如何理解从pickle文件中读取的字节数据的打印结果?

huangapple go评论65阅读模式
英文:

How to understand print result of byte data read from a pickle file?

问题

我正在尝试从pickle文件中获取数据。据我所知,在进行序列化时,数据被转换成字节流。
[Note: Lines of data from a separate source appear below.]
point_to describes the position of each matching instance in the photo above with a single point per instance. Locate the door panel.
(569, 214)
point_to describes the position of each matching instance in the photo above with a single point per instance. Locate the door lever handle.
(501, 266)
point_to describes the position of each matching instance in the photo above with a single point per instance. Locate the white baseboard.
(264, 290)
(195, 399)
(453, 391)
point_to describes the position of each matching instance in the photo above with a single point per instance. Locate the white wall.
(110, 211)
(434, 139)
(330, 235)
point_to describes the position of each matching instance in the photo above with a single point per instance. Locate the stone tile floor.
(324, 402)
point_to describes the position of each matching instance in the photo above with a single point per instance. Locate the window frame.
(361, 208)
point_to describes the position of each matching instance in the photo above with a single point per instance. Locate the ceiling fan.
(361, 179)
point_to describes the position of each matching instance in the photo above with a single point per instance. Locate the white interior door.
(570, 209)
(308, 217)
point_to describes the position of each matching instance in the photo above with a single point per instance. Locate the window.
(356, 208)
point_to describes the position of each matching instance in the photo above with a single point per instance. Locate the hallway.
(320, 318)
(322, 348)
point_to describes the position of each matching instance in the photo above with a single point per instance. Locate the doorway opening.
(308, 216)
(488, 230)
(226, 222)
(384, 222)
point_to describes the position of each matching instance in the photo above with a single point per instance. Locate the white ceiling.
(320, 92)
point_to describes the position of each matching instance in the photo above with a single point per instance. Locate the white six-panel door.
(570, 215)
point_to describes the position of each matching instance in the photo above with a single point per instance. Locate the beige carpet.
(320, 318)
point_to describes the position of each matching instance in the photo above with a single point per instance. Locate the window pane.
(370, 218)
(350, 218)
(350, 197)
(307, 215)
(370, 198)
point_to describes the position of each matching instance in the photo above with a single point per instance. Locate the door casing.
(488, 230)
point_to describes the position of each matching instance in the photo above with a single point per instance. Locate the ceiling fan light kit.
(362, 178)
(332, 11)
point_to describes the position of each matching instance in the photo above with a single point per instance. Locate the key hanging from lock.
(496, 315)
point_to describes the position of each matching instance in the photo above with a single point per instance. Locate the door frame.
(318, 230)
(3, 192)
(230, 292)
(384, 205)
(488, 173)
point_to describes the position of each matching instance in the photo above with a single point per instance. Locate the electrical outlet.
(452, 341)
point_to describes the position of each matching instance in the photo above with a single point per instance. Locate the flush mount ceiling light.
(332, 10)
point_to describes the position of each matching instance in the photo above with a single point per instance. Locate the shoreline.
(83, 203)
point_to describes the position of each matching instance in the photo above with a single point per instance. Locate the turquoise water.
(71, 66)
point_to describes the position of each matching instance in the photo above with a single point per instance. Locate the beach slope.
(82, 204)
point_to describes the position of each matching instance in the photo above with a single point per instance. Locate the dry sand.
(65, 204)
当我使用以下代码将数据以二进制形式读取时:

f = open("alexnet.pth", "rb")
data = f.read()

我得到了这个结果:

> b'PK\x03\x04\x00\x00\x08\x08\x00\x00\x00\x00\x00\x00\x00\x00\x00\x00\x00\x00\x00\x00\x00\x00\x00\x00\x10\x00\x12\x00archive/data.pklFB\x0e\x00ZZZZZZZZZZZZZZ\x80\x02ccollections\nOrderedDict\nq\x00)Rq\x01(X\x11\x00\x00\x00features.0.weightq\x02ctorch._utils\n_rebuild_tensor_v2\nq\x03((X\x07\x00\x00\x00storageq\x04ctorch\nFloatStorage\nq\x05X\r\x00\x00\x002472041505024q\x06X\x03\x00\x00\x00cpuq\x07M\xc0Ztq\x08QK\x00(K@K\x03K\x0bK\x0btq\t(Mk\x01KyK\x0bK\x01tq\n\x89h\x00)Rq\x0btq\x0cRq\rX\x0f\x00\x00\x00features.0.biasq\x0eh\x03((h\x04h\x05X\r\x00\x00\x002472041504928q\x0fh\x07K@tq\x10QK\x00K@\x85q\x11K\x01\x85q\x12\x89h\x00)Rq\x13tq\x14Rq\x15X\x11\x00\x00\x00features.3.weightq\x16h\x03((h\x04h\x05X\r\x00\x00\x002472041505120q\x17h\x07J\x00\xb0\x04\x00tq\x18QK\x00(K\xc0K@K\x05K\x05tq\x19(M@\x06K\x19K\x05K\x01tq\x1a\x89h\x00)Rq\x1btq\x1cRq\x1dX\x0f\x00\x00\x00features.3.biasq\x1eh\x03((h\x04h\x05X\r\x00\x00\x002472041507136q\x1fh\x07K\xc0tqQK\x00K\xc0\x85q!K\x01\x85q"...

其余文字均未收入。